For a start, the model assumes the fair will turn profit, which is not a given. Most art fair organisers spend more time than they would like trying to balance the books, in particular chasing sponsors, who, when it comes to the smaller fairs, rarely commit to more than a year.
Plus, the founders tell me their goal for the fair's first investment-heavy year is to break even, managing expectations that there probably will not be anything to share until 2021.
This may also be optimistic. The so-called J-curve that is applied to most startups (where profits go down before they go up, in the shape of the letter) assumes a couple of years of investment before rewards can be reaped.
Future Fair’s proposed profit-sharing programme estimates an annual “three to four figures” back to its founding dealers per year for up to four years. Booth fees are between $6,500 and $10,900. The discount is not to be sniffed at but it is not as revolutionary in reality as in concept. Should the fair start making a profit in its second or third year, its return to dealers will be in the same ballpark as the guaranteed £1,750 ($2,150) discount that the new majority owners of Bada’s art and antiques fair in London are offering to members of the association from next year (though on higher booth fees).
That both events have to make such concessions begs the wider question: who should art fairs primarily serve, their organisers or exhibiting galleries? The latter are the clients—they pay to show—and there is no fair without exhibitors. But if fairs have to cut corners, they cannot do their job.
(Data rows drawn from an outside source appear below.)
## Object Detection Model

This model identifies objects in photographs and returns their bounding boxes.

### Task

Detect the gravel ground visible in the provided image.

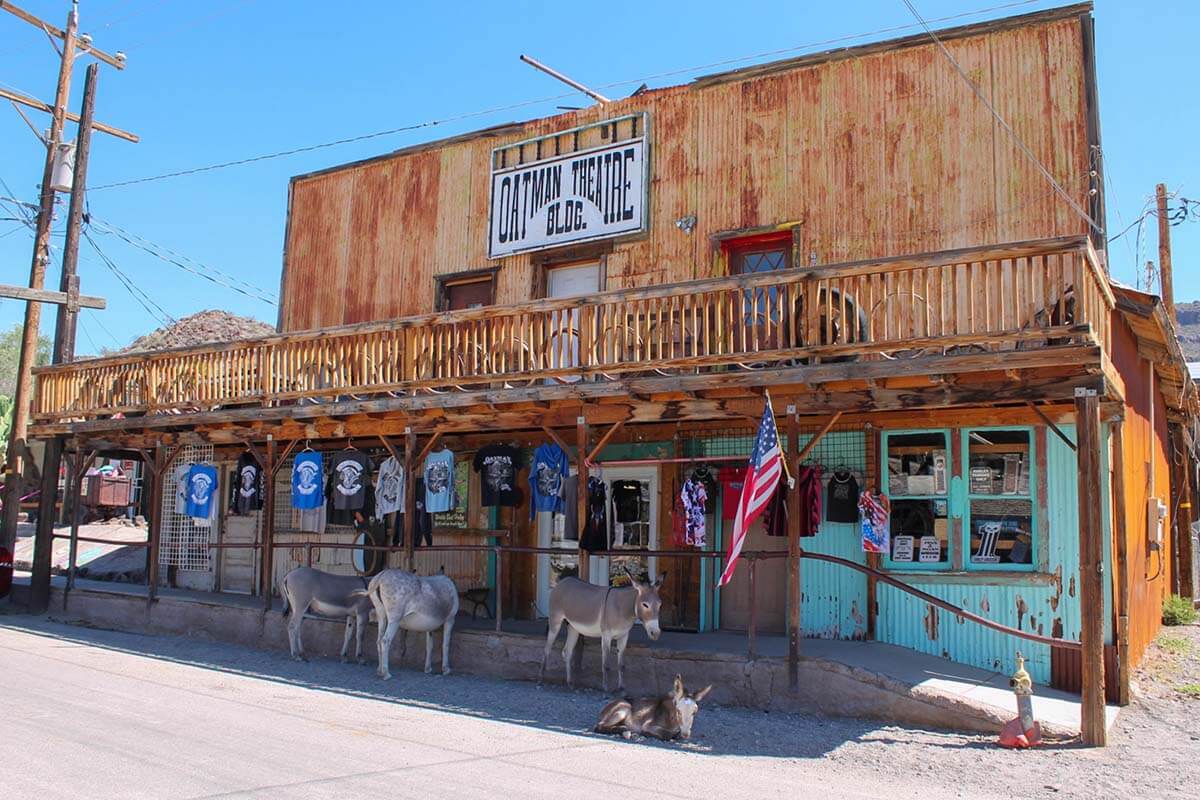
[0,614,1200,799]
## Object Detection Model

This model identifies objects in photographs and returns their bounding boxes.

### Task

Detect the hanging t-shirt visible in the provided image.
[424,447,457,513]
[292,450,325,510]
[187,464,217,519]
[826,473,858,522]
[580,477,608,552]
[529,443,568,515]
[612,480,642,524]
[376,456,404,517]
[229,452,263,515]
[716,467,746,519]
[474,445,523,507]
[329,450,371,511]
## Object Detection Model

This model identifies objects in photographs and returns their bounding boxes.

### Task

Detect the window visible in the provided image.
[883,431,950,570]
[883,428,1038,571]
[962,428,1037,570]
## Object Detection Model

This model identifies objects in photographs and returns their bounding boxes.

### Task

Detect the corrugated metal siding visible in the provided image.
[280,19,1090,331]
[876,426,1111,684]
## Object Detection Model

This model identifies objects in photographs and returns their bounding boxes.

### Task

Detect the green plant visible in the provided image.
[1163,595,1196,625]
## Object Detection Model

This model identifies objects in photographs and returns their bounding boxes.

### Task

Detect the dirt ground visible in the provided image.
[0,614,1200,800]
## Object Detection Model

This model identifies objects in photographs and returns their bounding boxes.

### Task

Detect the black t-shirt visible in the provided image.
[826,473,858,522]
[612,481,642,524]
[475,445,521,506]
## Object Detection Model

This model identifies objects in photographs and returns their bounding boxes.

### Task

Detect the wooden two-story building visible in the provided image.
[23,4,1195,743]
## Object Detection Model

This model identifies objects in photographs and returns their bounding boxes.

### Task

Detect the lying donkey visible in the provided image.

There was a huge clamour for fair events that pooled the fragmented gallery sector to combat the global commercial might of auction houses. Now that these fairs have pulled off this feat, there is a new clamour for their organisers to behave almost as charities – giving back as well as providing a necessary (money-making) infrastructure.
Inclusion in fairs can be make-or-break for galleries, especially smaller ones. But it feels as though the balance of power is shifting back to exhibitors. This might well be overdue when it comes to the larger fairs, but it puts the organisers of smaller events in a difficult spot in a survival-of-the-fittest world. Ultimately, hats off to Future Fair for starting out with a galleries-first mindset, but dealers, too, have to remember why they wanted art fairs in the first place—and decide whether they still do.